The truth is that he had slept more than half of the time. Journeying, fighting, watching, and anxiety had exhausted him as well as every one else, and enabled him to plunge into slumber with a delicious consciousness of it as a restorative and a luxury.

Now that he was himself again, he wondered at what he had been. For two days he had faced death, fighting like a legionary or a knight-errant, and in short playing the hero. What was there in his nature, or what had there been in his selfish and lazy life, that was akin to such fine frenzies? As he remembered it all, he hardly knew himself for the same old Coronado.

Well, being safe again, he was a devoted lover again, and he must get on with his courtship. Considering that Clara and Thurstane, if left much together here in the pueblo, might lead each other into the temptation of a betrothal, he decided that he must be at hand to prevent such a catastrophe, and so here he was. Presently he began to talk to the girl in Spanish; then he begged the aunt's pardon for speaking what was to her an unknown tongue; but he had, he said, some family matters for his cousin's ear; would Mrs. Stanley be so good as to excuse him?

"Certainly," returned that far-sighted woman, guessing what the family matters might be, and approving them. "By the way, I have something to do," she added. "I must attend to it immediately."
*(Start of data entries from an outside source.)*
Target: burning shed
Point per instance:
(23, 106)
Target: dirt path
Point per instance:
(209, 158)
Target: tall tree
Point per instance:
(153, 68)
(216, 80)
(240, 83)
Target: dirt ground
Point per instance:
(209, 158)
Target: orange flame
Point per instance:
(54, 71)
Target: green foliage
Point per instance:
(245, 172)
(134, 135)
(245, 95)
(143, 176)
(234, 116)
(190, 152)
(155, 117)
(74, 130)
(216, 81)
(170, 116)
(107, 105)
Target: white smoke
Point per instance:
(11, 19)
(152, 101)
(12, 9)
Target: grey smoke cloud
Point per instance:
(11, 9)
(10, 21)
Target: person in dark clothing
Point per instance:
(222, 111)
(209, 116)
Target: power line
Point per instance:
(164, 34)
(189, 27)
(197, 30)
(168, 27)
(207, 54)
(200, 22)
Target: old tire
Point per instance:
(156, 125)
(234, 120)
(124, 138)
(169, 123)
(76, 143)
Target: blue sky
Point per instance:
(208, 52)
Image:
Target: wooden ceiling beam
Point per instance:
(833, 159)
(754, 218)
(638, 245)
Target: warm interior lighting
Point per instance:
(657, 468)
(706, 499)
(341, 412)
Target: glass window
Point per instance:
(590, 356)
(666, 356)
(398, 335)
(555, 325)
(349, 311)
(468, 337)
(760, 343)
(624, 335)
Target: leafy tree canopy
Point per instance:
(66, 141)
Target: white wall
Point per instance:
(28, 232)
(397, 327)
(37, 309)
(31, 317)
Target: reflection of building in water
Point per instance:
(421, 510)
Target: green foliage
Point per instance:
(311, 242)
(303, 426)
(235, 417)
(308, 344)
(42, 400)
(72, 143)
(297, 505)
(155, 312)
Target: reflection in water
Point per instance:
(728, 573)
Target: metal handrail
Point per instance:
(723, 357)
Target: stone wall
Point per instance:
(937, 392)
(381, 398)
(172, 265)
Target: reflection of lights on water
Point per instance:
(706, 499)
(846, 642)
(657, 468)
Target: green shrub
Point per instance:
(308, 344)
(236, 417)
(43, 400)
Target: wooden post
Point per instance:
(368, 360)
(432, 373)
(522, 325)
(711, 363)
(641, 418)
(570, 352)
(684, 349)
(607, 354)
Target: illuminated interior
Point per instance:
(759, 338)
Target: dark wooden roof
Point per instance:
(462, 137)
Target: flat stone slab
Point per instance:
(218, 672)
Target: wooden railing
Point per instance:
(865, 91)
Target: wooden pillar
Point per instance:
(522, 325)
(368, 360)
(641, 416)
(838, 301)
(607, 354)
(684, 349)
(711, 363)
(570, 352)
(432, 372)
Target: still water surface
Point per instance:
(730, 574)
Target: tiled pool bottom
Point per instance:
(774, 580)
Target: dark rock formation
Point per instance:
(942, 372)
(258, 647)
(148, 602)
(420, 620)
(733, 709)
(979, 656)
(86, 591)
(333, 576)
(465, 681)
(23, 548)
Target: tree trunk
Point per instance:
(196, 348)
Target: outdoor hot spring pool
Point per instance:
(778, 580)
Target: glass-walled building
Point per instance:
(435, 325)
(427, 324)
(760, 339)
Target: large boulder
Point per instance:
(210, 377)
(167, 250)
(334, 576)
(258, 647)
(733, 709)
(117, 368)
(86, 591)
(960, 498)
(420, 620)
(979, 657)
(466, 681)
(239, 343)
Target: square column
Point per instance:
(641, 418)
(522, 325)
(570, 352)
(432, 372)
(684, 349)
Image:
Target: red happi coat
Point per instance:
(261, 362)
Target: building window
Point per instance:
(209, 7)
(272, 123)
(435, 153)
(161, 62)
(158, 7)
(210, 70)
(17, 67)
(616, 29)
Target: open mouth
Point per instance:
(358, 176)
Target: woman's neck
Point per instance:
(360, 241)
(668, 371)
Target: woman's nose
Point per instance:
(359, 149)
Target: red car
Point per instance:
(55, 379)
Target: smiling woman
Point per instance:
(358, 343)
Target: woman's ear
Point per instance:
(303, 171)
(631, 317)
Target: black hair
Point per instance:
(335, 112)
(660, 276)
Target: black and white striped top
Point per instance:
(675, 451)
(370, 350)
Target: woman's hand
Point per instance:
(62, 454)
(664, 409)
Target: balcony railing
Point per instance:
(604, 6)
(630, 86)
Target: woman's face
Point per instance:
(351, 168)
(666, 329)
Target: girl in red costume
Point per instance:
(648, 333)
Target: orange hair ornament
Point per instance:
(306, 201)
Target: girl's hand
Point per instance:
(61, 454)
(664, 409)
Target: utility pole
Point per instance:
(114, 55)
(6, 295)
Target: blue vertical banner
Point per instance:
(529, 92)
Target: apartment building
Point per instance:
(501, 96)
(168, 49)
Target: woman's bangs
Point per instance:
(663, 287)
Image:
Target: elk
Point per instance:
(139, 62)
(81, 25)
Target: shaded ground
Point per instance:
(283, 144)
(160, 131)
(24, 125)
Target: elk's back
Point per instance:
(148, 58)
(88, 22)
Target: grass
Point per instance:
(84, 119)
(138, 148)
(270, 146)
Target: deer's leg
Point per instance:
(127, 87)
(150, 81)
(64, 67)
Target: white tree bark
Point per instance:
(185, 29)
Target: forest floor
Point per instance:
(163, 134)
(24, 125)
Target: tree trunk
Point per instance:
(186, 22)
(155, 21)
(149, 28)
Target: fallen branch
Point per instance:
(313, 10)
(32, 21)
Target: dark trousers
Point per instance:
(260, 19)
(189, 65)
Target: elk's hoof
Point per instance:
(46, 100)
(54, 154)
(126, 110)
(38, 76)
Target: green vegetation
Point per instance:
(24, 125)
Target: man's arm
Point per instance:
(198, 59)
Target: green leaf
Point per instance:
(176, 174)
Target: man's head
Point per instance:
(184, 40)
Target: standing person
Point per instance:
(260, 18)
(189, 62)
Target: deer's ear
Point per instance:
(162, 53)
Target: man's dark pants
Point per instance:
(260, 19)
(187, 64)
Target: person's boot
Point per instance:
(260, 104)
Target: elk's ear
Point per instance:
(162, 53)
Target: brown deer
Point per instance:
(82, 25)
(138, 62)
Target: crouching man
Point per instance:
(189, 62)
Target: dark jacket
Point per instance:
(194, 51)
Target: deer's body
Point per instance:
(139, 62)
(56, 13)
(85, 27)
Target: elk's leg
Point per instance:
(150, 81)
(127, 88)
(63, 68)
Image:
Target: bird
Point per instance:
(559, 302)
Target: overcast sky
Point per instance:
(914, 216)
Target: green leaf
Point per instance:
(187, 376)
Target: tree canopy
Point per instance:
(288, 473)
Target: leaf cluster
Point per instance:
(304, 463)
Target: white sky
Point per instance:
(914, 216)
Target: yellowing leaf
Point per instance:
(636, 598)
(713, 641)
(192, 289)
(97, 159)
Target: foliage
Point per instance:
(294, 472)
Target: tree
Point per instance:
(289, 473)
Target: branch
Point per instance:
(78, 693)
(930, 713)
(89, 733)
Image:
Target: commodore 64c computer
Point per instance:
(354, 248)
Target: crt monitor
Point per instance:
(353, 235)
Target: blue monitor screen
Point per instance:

By this time she remembered all about her nightmare, and she was in a state of inflammation as to the Moqui religion. If the dream were true, if the Moquis were in the habit of sacrificing strong-minded women or any kind of women, she must know it and put a stop to it. Stepping into the central room, where Thurstane and Glover were smoking with a number of Indians, she said in her prompt, positive way, "I must look into these people's religion. Does anybody know whether they have any?"

The Lieutenant had a spark or two of information on the subject. Through the medium of a Navajo who had strolled into the pueblo, and who spoke a little Spanish and a good deal of Moqui, he had been catechising the chief as to manners, customs, etc.

"I understand," he said, "that they have a sacred fire which they never suffer to go out. They are believed to worship the sun, like the ancient Aztecs. The sacred fire seems to confirm the suspicion."

"Sacred fire! vestal virgins, too, I suppose! can they be Romans?"

reasoned Aunt Maria, beginning to doubt Prince Madoc.